Les obligations grecques rapportent nettement plus que leurs équivalentes allemandes. C’est une opportunité à saisir pour qui en accepte le risque.

DES SICAV LIMITÉES
· Depuis l’avènement de la monnaie unique, toutes les sicav d’obligations en drachmes grecques ont fusionné avec des sicav obligataires de la zone euro. Et il n’y a pas eu entre-temps de lancement de sicav spécialisées dans les obligations grecques. Par contre, les sicav d’obligations en euros comprennent toutes des emprunts de l’Etat grec, mais quelques pour cents seulement, trop peu pour peser de manière significative sur l’ensemble.
· Le même raisonnement vaut pour les sicav d’obligations européennes et les sicav d’obligations internationales. Les emprunts grecs y pèsent moins lourd encore.
· Par contre, les obligations grecques pourraient avoir un impact sur le cours des sicav obligataires en euros liées à l’inflation. Le marché grec de ce type d’emprunts est relativement important au sein de la zone euro. Les portefeuilles comprennent jusqu’à 15 % (maximum) d’obligations de cette catégorie. Mais autrefois c’était plus encore et les différences d’une sicav à l’autre sont grandes. Parmi celles que nous recommandons, c’est la sicav de CBC-KBC qui est la plus exposée (environ 10 % d’obligations grecques).

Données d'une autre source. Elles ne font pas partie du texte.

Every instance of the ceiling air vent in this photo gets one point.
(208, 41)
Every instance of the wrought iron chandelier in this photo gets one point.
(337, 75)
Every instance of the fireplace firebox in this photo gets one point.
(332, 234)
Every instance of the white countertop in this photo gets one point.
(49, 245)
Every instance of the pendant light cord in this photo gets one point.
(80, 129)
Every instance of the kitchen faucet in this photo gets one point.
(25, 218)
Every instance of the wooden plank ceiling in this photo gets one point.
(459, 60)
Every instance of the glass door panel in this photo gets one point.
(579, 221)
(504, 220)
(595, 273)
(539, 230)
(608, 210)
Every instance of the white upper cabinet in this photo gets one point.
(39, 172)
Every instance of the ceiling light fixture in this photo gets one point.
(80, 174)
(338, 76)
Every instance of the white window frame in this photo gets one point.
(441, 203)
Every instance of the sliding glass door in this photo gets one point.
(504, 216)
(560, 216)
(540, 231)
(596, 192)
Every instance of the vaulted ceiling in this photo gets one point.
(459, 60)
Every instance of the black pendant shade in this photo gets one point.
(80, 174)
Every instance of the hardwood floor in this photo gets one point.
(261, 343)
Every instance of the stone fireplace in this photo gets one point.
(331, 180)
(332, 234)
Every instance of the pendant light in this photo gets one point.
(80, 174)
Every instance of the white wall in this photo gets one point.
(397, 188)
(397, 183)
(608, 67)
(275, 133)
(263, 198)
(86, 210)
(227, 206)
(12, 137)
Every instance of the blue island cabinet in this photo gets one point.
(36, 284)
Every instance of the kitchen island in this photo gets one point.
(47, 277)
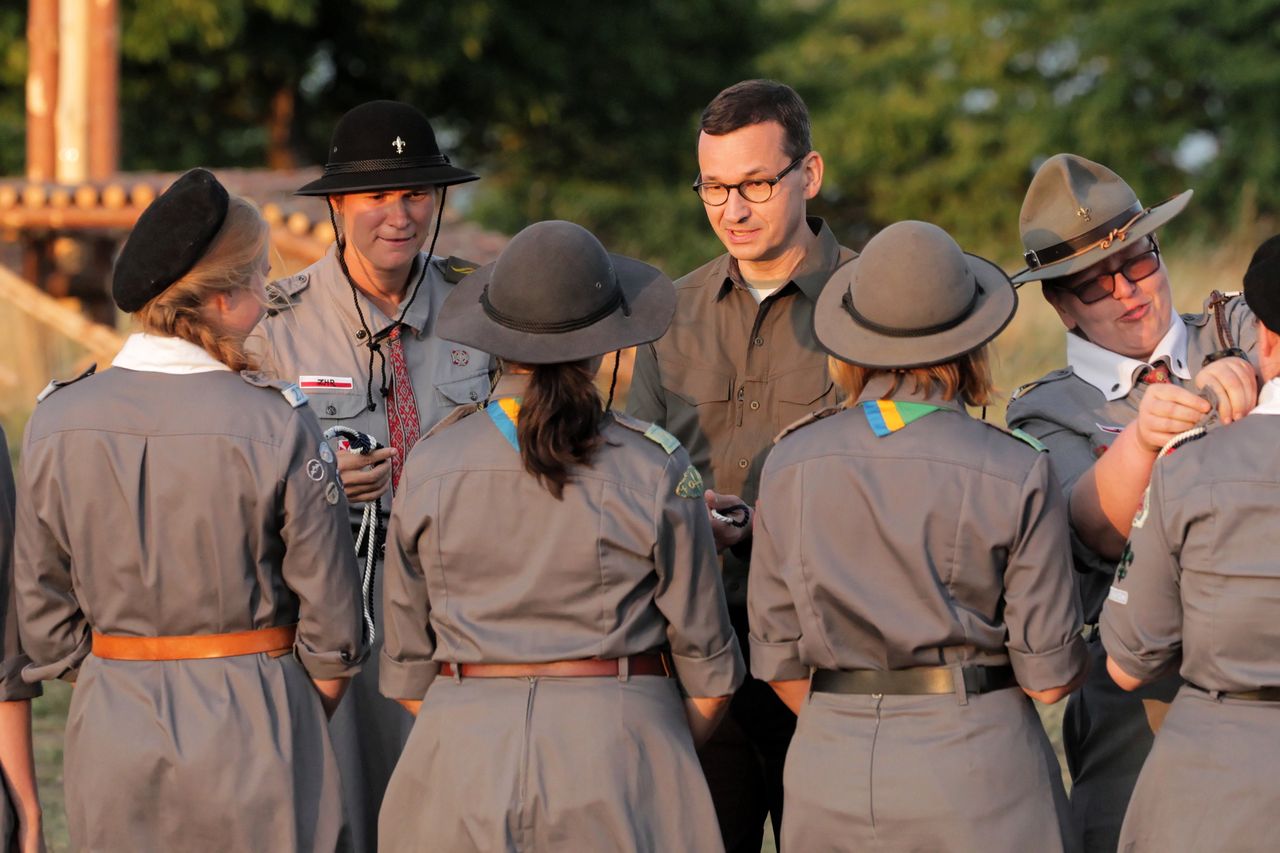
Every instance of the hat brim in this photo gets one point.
(844, 337)
(341, 185)
(1157, 217)
(650, 301)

· Bref, il n’est pas possible d’investir exclusivement en obligations grecques via des sicav. Il faut obligatoirement acheter des obligations de l’Etat grec, ce qui est possible chez BNP Paribas Fortis, chez Dexia ou chez KBC. Les obligations d’une durée de 7 ans donnent en ce moment un rendement net compris entre 4,5 et 5 %. Intéressant à titre de diversification (maximum 5 %) pour qui est prêt à prendre un peu de risque.